During the Pax Americana4, United States’ allies received trade security and military protection in exchange for funding the twin deficits caused by the country’s “generosity.” But now, that system is no longer working for the US middle class. The economy has been running at full employment for quite some time, but middle-class disposable incomes have been stagnating for decades and many Trump supporters are people whose socioeconomic status has declined: the downside of globalisation. Trump’s strategy appears to be to insulate the country and orchestrate strong nominal GDP growth through a combination of real GDP growth and higher inflation. His new economic paradigm could have the advantage of reducing the country’s debt-to-GDP ratio, which drifted upwards during the long period of weak economic growth and rock-bottom interest rates.
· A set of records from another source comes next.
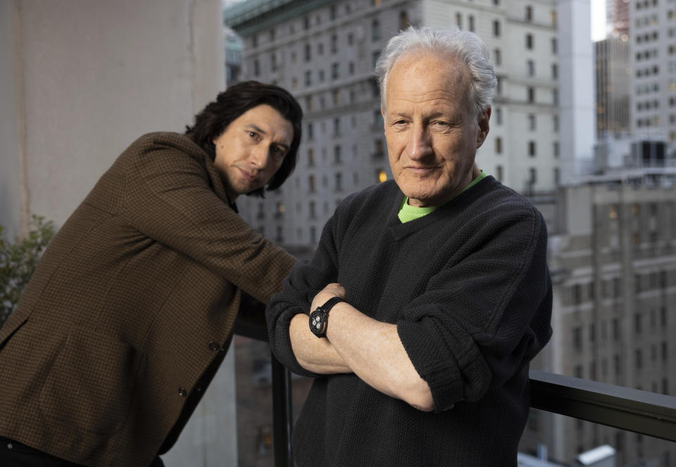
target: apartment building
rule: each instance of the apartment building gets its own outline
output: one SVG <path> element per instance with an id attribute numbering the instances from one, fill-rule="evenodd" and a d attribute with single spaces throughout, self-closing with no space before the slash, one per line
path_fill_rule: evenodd
<path id="1" fill-rule="evenodd" d="M 224 21 L 244 40 L 242 79 L 289 89 L 305 112 L 294 174 L 265 199 L 239 200 L 242 217 L 279 244 L 313 247 L 341 200 L 392 176 L 373 72 L 409 25 L 457 25 L 486 42 L 498 87 L 480 168 L 529 194 L 558 184 L 554 0 L 249 0 Z"/>
<path id="2" fill-rule="evenodd" d="M 630 4 L 632 132 L 640 139 L 676 147 L 676 2 Z"/>
<path id="3" fill-rule="evenodd" d="M 551 342 L 533 367 L 676 394 L 676 172 L 625 171 L 562 187 L 549 226 Z M 553 231 L 552 232 L 552 231 Z M 676 444 L 531 411 L 525 452 L 568 465 L 601 444 L 617 465 L 670 467 Z"/>

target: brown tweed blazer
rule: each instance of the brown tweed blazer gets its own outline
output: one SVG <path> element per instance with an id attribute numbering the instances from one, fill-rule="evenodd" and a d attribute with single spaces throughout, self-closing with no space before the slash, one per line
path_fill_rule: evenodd
<path id="1" fill-rule="evenodd" d="M 294 262 L 229 206 L 189 139 L 142 137 L 0 328 L 0 435 L 85 466 L 146 467 L 222 358 L 240 290 L 268 301 Z"/>

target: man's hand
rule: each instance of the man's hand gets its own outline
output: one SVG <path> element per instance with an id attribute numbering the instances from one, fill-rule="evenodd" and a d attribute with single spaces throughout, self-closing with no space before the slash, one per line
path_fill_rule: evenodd
<path id="1" fill-rule="evenodd" d="M 325 304 L 329 299 L 334 297 L 339 297 L 343 299 L 345 299 L 345 289 L 337 282 L 329 284 L 315 295 L 315 298 L 312 299 L 312 304 L 310 306 L 310 312 L 312 313 L 312 311 L 317 309 L 318 306 L 321 306 Z"/>

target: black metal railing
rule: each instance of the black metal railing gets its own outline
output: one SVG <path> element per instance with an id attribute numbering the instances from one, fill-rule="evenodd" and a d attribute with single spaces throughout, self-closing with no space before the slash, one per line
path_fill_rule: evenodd
<path id="1" fill-rule="evenodd" d="M 260 320 L 238 320 L 234 332 L 268 342 Z M 275 466 L 292 467 L 291 373 L 270 358 Z M 530 371 L 530 388 L 533 409 L 676 442 L 676 397 L 536 370 Z"/>

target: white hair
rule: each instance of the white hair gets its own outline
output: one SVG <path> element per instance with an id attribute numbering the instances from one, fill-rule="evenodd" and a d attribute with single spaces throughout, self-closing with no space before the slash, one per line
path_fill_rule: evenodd
<path id="1" fill-rule="evenodd" d="M 413 26 L 401 31 L 387 42 L 375 66 L 380 87 L 380 104 L 384 108 L 385 87 L 394 63 L 404 54 L 413 51 L 430 51 L 454 56 L 467 68 L 470 76 L 470 101 L 475 113 L 485 111 L 493 104 L 493 88 L 497 83 L 488 50 L 477 35 L 452 30 L 416 29 Z"/>

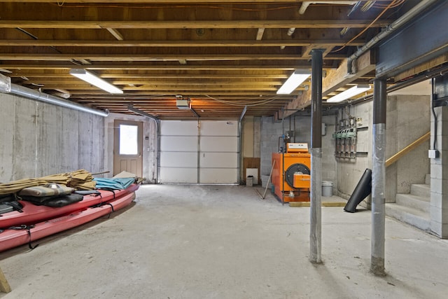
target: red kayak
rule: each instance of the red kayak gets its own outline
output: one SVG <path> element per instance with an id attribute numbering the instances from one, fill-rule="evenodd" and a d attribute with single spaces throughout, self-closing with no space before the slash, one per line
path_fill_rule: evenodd
<path id="1" fill-rule="evenodd" d="M 128 206 L 135 198 L 134 192 L 128 193 L 102 206 L 86 208 L 68 215 L 47 220 L 31 225 L 20 225 L 0 232 L 0 251 L 10 249 L 106 216 Z"/>
<path id="2" fill-rule="evenodd" d="M 126 189 L 114 190 L 113 192 L 98 189 L 97 191 L 99 191 L 101 195 L 84 195 L 80 202 L 61 207 L 36 206 L 31 202 L 20 200 L 20 203 L 23 206 L 22 209 L 23 212 L 13 211 L 2 214 L 0 216 L 0 228 L 4 229 L 10 226 L 34 224 L 62 215 L 66 215 L 131 193 L 136 190 L 139 187 L 139 184 L 133 183 Z"/>

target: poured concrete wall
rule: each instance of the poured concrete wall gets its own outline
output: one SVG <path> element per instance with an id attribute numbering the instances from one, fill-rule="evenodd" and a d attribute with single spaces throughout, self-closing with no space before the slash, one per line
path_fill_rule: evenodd
<path id="1" fill-rule="evenodd" d="M 0 181 L 104 170 L 104 119 L 0 93 Z"/>

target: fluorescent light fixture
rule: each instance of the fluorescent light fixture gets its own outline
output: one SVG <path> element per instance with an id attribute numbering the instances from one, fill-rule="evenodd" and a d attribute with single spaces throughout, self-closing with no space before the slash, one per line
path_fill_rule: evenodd
<path id="1" fill-rule="evenodd" d="M 85 81 L 88 83 L 95 85 L 103 90 L 106 90 L 108 92 L 123 93 L 123 91 L 120 88 L 118 88 L 108 82 L 106 82 L 101 78 L 84 69 L 71 69 L 70 70 L 70 74 Z"/>
<path id="2" fill-rule="evenodd" d="M 277 90 L 277 95 L 289 95 L 310 76 L 311 72 L 308 70 L 296 69 Z"/>
<path id="3" fill-rule="evenodd" d="M 372 88 L 368 84 L 359 84 L 327 99 L 327 103 L 337 103 L 350 99 Z"/>

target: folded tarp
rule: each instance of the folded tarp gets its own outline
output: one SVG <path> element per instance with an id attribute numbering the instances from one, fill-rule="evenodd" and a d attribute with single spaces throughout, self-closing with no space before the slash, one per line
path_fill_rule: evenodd
<path id="1" fill-rule="evenodd" d="M 132 183 L 135 182 L 135 178 L 94 178 L 97 183 L 97 189 L 126 189 Z"/>

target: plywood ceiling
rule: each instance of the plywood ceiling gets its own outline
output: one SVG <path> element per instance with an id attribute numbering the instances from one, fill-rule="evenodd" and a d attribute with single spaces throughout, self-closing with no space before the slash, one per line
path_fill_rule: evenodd
<path id="1" fill-rule="evenodd" d="M 131 104 L 161 119 L 195 118 L 176 107 L 181 96 L 204 118 L 237 118 L 244 107 L 246 116 L 272 116 L 309 89 L 307 81 L 291 95 L 276 94 L 295 69 L 311 69 L 312 49 L 323 49 L 330 76 L 398 18 L 403 2 L 0 1 L 0 72 L 111 112 L 133 113 Z M 85 83 L 72 68 L 124 94 Z"/>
Here, it’s worth bearing in mind the words of Scott Bessent5: “President Trump understands that national strength comes from the ground up [Main Street] (…) Wall Street can continue to grow and do well.” His goal seems to be to boost consumers’ purchasing power rather than send stock markets soaring, creating a dynamic similar to that during the Trente Glorieuses in France when inflation didn’t prevent the middle class from prospering. Time will tell if that assessment is right. We’ll be able to gauge the success – or failure – of Trump’s explosive economic policy by how quickly the dollar drops and US Treasury yields rise.

1Many people believed Trump would back down between Liberation Day in April, when he threatened the 60% tariffs, and when the 15% rate actually went into effect.
2Source: CBS News, 2016.
3Stagflation refers to a period of stagnant GDP growth coupled with high inflation.
4Pax Americana refers to the period of relative global stability under the United States' hegemonic dominance since the end of World War II, analogous to the Pax Romana during the Roman empire.
5The US Secretary of State, speaking at the American Bankers Association Washington Summit, Washington DC, 9 April 2025.